The Rio File Cache: Surviving Operating System Crashes
Reading notes
Overview
- The goal of the Rio file cache is to enable memory to survive operating system crashes without writing data to disk.
- To achieve reliability, we protect memory during a crash and restore it during a reboot (a "warm" reboot).
- The goal of the Rio file cache is to enable memory to survive operating system crashes without writing data to disk / achieve the performance of main memory with the reliability of disk: write-back performance with write-through reliability.
- Method: eliminating all reliability-induced writes to disk
- Trade-off: performance and reliability
- Applications requiring high reliability, such as transaction processing, write data synchronously through to disk, but this limits throughput to that of disk.
- While optimizations such as logging and group commit can increase effective disk throughput.
- asynchronously writing data to disk: This allows a greater degree of overlap between CPU time and I/O time.
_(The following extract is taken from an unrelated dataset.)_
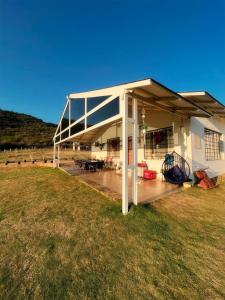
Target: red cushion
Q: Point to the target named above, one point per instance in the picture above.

Unfortunately, asynchronous writes make no firm guarantees about when the data is safe on disk;
2. Design and Implementation of a Reliable File Cache
protect the file cache from unauthorized stores
- virtual memory protection
- code patching (slow)
The second step in enabling the file cache to survive a crash is to do a warm reboot.
4. Performance
- The main benefit of Rio discussed so far is reliability: all writes to the file cache are immediately as permanent and safe as files on disk.
Class notes
Overview
Goal:
- the performance of main memory with the reliability of disk
- Write-back performance with write-through reliability
Write-through: write is done synchronously both to the cache and to the backing store. Write-back (or write-behind): initially, writing is done only to the cache. The write to the backing store is postponed until the cache blocks containing the data are about to be modified/replaced by new content.
How to do performance
- eliminates reliability-induced write to the disk (sync writes)
- recall Ousterhout(author), LFS papers
How to do reliability
- Rio protects file cache memory during normal operation
- Restores file cache contents on ‘warm’ reboot
Reboots can be either cold (alternatively known as hard) where the power to the system is physically turned off and back on again, causing an initial boot of the machine, or warm (alternatively known as soft) where the system restarts without the need to interrupt the power.